Tiger Woods tips his hat to the crowd after finishing his round on the 18th hole during the second round of the Wyndham Championship golf tournament in Greensboro, N.C., on Aug. 21, 2015. Credit: AP
The most talked-about golfer heading into the Masters is one who has not been in a tournament since August and who will not play this week.
Tiger Woods is in magazines, tweets, conversations — everywhere but golf courses, while the next generation of golf stars prepares to begin the season’s first major championship.
Woods announced on his web site Friday night that because of his long recovery process from back surgeries he will not be playing at Augusta National this week, and while citing progress, he doesn’t know when he will play again.
His absence has made him a significant presence, starting with the cover of the current Sports Illustrated. The cover and the story inside both have the headline “What Happened?” to deal with the golfer who made his first major impact with a decisive Masters victory 19 years ago and whose life made a severe turn with the crash outside his home on Thanksgiving night 2009.
The article points out that the odds-defying 2005 chip shot that helped Woods to his fourth green jacket had a profound inspiring effect on defending Masters champion Jordan Spieth, then an 11-year-old Little League pitcher. It made him fall in love with golf.
Chris DiMarco, now an analyst for Golf Channel, lost that 2005 tournament in a playoff against Woods. Referring to it during a pre-Masters conference call this week, the Long Island native said, “I had one sleeve in the jacket. But that guy was a chipper.”

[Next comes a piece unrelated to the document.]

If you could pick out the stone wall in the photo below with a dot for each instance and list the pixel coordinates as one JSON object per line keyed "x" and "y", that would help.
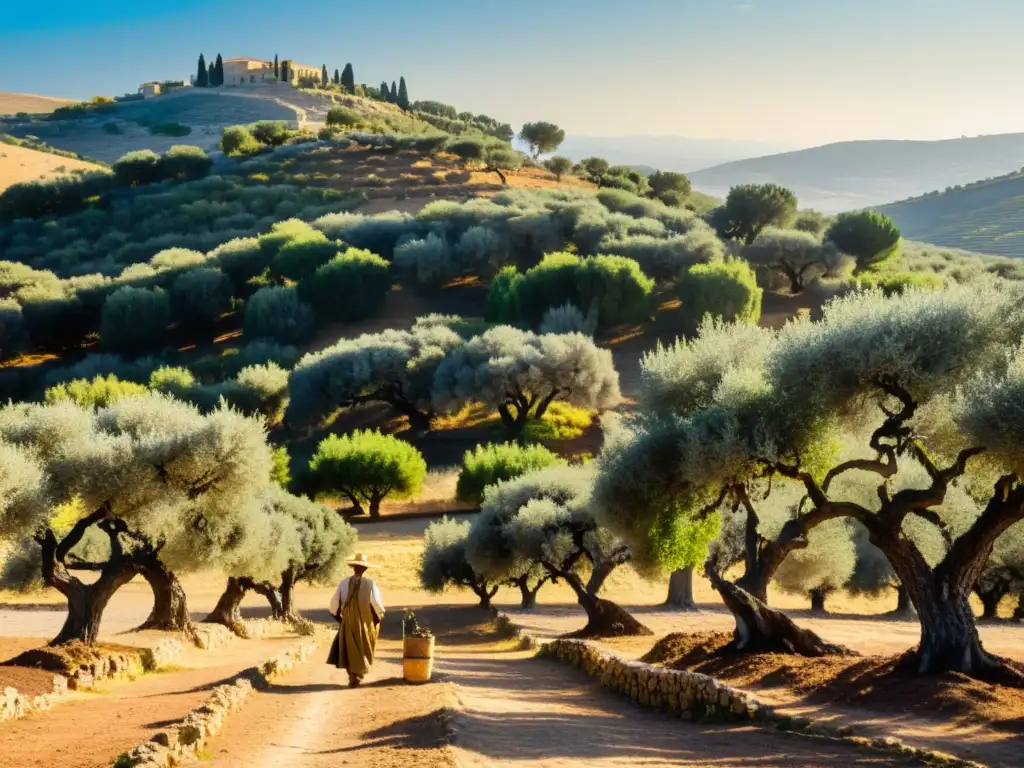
{"x": 184, "y": 739}
{"x": 688, "y": 694}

A digital update from Golf Digest on Thursday included a tongue-in-cheek list of 10 ways Masters week might go for Woods. “Option 8: Woods flies to Augusta, spends the whole week hanging out with John Daly at Hooters, never makes it to the club.” (We said “tongue- in-cheek,” not “side-splitting.”)
Woods stoked Twitter flames when he sent out a teaser about a possible comeback this past week. But he was referring to the fact that the winter PGA Tour stop at Riviera Country Club in Los Angeles now will be affiliated with the Tiger Woods Foundation and that he always plays in his foundation’s events.
University of Connecticut women’s basketball coach Geno Auriemma had this to say to critics who suggest his team is so dominant that the sport has become boring: “When Tiger Woods was playing golf, nobody said he ruined the game of golf. In fact, Tiger was good for the game. He made everyone else play better.”
By far the most extensive treatment of Woods early this year has come from his former caddie Steve Williams in the new book, “Out of the Rough.” Williams offers abundant praise for Woods about all his victories with the author on his bag. But the man who was fired by Woods in 2011 was blunt about being shut out.
“While his sexual shenanigans had pulled at the edges of our personal relationship by breaking the bonds of trust we’d built over 12 years,” Williams wrote, “there was no reason why we couldn’t be civil to each other and share stories about our families — families who were once so close that we took holidays together.”
Williams will be caddying for Adam Scott this week. Woods will be at Augusta National, though he won’t be playing it. Yet he’ll still be in everyone’s thoughts.